Staff writer Rachel Herzog spoke with Stribling about her elementary school librarian, illiteracy, and the lasting impact one teacher can have on a student.
The Daily Tar Heel: Could you summarize how Mrs. Eddy ran her program and what made it so impactful?
Alissa Stribling: She was a devoted, astute librarian who ran a great program.
First of all, she brought passion to reading and learning. She brought a passion to her job. It wasn’t just a job. It was a calling. It was a calling to share her joy of reading. As a kid, I was excited to go to the library, and I realize now as an adult how her passion for reading made that possible. She engaged us not just with her wonderful, outgoing personality and her love of books. She followed this up with her methodology — we would have a reading circle and I remember her discussing books with us. Her personality was a strong part of that.

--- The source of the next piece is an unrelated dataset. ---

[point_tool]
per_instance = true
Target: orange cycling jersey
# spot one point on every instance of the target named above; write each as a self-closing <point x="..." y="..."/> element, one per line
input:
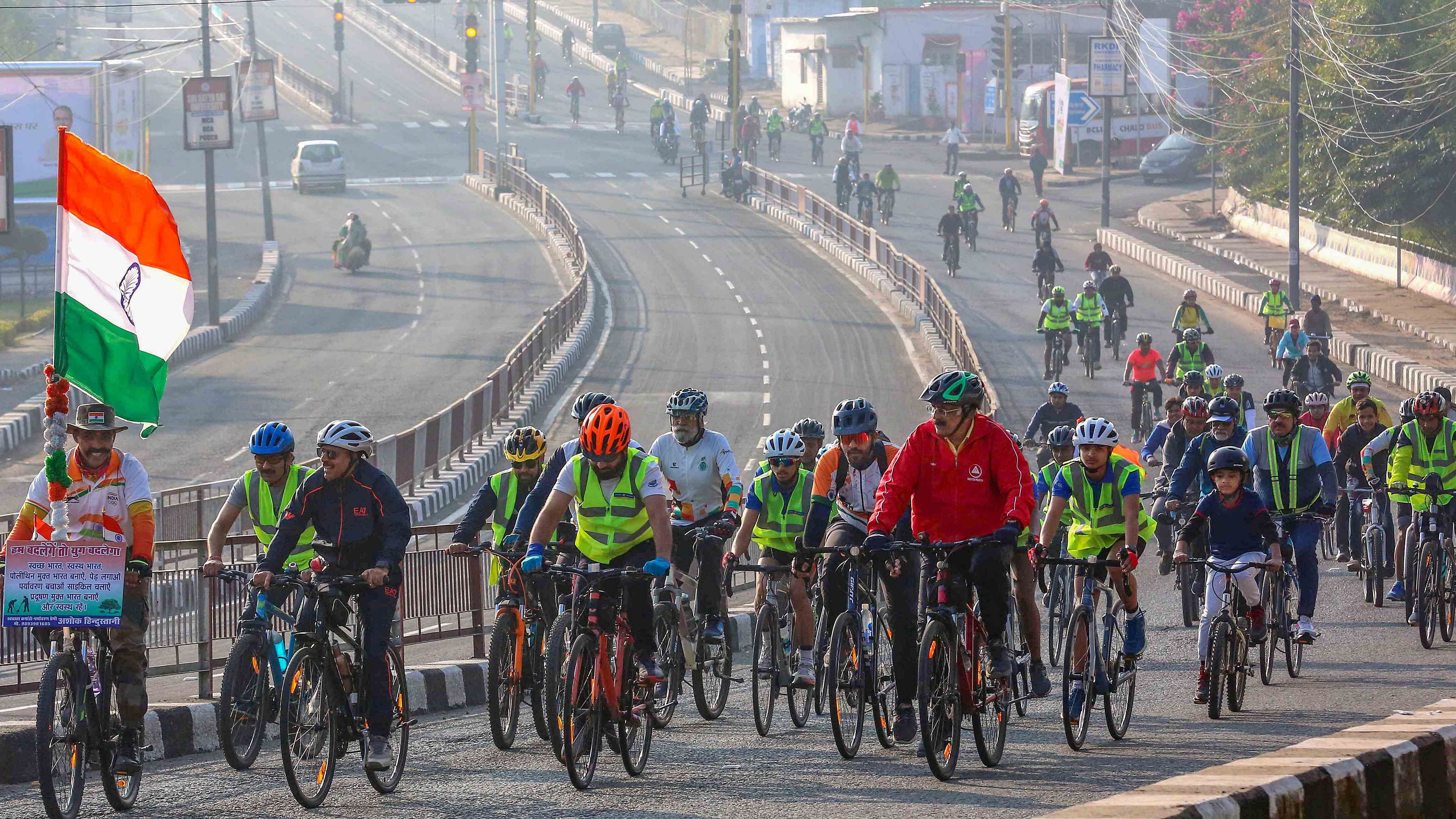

I also think she had some say in what books the library had, and she picked highly recognized and awarded books for us, which fortified my love of reading.
DTH: Do you think that Mrs. Eddy was aware of the impact she had?
AS: I don’t know that I ever told her because I didn’t normally think of this as unique. I hadn’t been out in the world yet — seeing negativity and people not as passionate about their jobs.
I’m doing some volunteer work for an organization that supports veterans, which involves writing projects and using the critical reading and thinking skills that she helped instill in me. All the pain of not being able to thank her now resurfaced. I hope she got lots of thank yous during her life. She died without knowing the thoughts that I had and the wonderful memories. You just can’t thank a teacher enough.
DTH: Do you feel called to help others by promoting literacy because of Mrs. Eddy’s impact on you?
AS: Yes, I would like to volunteer to help people to learn to read to be a tutor. It would be a way I could pay tribute to her by giving the gift she gave me to someone else. I think I would love to tutor someone in reading.
DTH: What would be your advice to people who want to make an impact on others by fighting illiteracy?
AS: Find a volunteer opportunity closest to you where you would be able to tutor a child or an adult and start making a difference right away.
It’s amazing how elementary school education impacts the rest of a child’s life. When someone teaching a child has a passion for what they do, it is a powerful weapon for good.